Developing Evidence-Based Practice Preceptors Using a Four-Module Education Program

Monday, 30 October 2017: 9:50 AM

Anne Burnett, DNP
Veterans Health Administration, Veterans Health Care System of the Ozarks, Fayetteville, AR, USA

Background and significance: Preceptor programs have been used by facilities for decades as a way for clinically experienced nurses within those settings to assist new staff or new graduates in their transition to the work environment. A generic preceptor program includes two people developing a relationship of preceptor – novice. The preceptor will guide, orient, and support the new-hire to the unit, usually using a skills checklist. Research supports the need for developing the preceptor role by providing educational opportunities for the unique skills required within that role. Preceptor skills are not the same as clinical skills. Additionally, there is a need for specialized preceptor programs for unique practice areas. Evidence-Based Practice is a multi-step process that is currently being offered in nursing programs. These newer nurses have a working knowledge of the skills to use research and develop quality improvement initiatives. More experienced clinicians may have graduated prior to the inclusion of EBP into the curricula. There is a need for a program that will provide the background education EBP preceptors will need to assure continuity of the process within a facility and improve their ability to function within the role. Additionally, the role reversal of novice nurse acting as preceptor to the expert clinicians requires an understanding of adult education theories, excellent communication skills, and an in-depth understanding of the EBP process.
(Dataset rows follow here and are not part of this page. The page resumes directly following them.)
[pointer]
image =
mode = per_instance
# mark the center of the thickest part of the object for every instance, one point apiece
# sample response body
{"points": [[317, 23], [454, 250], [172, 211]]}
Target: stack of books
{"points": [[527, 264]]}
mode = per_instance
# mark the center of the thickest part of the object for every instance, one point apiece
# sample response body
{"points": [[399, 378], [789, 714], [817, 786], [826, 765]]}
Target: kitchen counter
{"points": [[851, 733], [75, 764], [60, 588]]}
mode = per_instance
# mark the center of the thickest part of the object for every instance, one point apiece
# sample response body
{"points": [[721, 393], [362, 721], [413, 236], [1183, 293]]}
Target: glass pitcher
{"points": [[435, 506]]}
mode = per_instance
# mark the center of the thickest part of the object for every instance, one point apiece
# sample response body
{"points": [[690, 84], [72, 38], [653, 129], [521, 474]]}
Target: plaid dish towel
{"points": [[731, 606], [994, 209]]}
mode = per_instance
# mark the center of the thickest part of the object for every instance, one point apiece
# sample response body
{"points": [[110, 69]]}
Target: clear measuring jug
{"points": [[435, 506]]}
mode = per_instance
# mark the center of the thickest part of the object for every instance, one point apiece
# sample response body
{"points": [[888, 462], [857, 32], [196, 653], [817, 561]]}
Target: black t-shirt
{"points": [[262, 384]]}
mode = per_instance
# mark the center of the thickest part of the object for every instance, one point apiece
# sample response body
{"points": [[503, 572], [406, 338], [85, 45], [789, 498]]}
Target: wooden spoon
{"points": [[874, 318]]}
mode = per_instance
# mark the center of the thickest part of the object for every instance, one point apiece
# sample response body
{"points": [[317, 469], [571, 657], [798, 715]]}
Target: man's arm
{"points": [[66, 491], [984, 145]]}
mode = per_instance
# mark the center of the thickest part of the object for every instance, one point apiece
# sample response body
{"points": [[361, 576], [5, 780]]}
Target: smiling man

Experienced clinical nurses may be willing to act as preceptors, but lack the EBP skills to feel comfortable functioning in that role.

Clinical question: Will a structured professional development program specifically designed for EBP preceptors increase participation and confidence for midlevel nurse managers as EBP preceptors as well as standardize the EBP process?

Search Method: CINAHL, general web search, reference list titles and authors from acquired studies and articles. Inclusion criteria was professional journals, research, expert opinions, and web site publications of coursework developed for university systems.

Appraisal of Evidence: There are qualitative studies giving insight into the lived experience of the preceptor / preceptee relationship. There are multiple courses developed and posted outlining the elements within a generic preceptorship development program. The preceptor role has been shown to be an effective educational model since it has been used for decades to supplement academic studies. Harrison-White & Simons (2013) interviewed the preceptees to define the elements of a good preceptor. Omansky (2010) showed the stress preceptors experience when they take on new roles without adequate support and skills development.

Recommendations: Create a specialized EBP preceptorship program that can facilitate both expert clinicians and novice nurses with EBP development. Include adult learning concepts and communication skills. The coursework will include 30 minute formats that will be accessible on-line as well as face-to-face tutorials. Begin the educational opportunities with the mid-management level nurses. Feedback will help improve the program.

Outcomes: The goals for this project were to increase the number effective EBP preceptors within the facility as measured in the number of direct care staff driven EBP projects. Outcome success was to be measured by the number of direct care staff initiated EBP projects completed due to their mid-level managers attending the educational initiative.

The results were seven direct care staff driven initiatives proximal to the tutorials on EBP preceptor development. These projects were facilitated through various levels of mid-management involvement. An unforeseen barrier to this project was the Nurse Executive and two assistant nurse managers leaving the facility causing a significant shift of workload within the mid-management ranks for a seven-month period. This leadership turbulence also caused subsequent uncertainty at the unit staff levels. There were two projects that the staff essentially completed on their own, showing the need for more structure for the EBP development process in the facility. These staff presented their managers with a completed product that failed to have the foundation work adequately documented (the author facilitated completion of these elements so the projects could move forward). Another staff driven project became a combined EBP and Systems Redesign project, essentially using evidence to improve a current process. Using elements from both quality tools did show as an effective method to engage staff as well as assure leadership buy in for staff driven initiatives.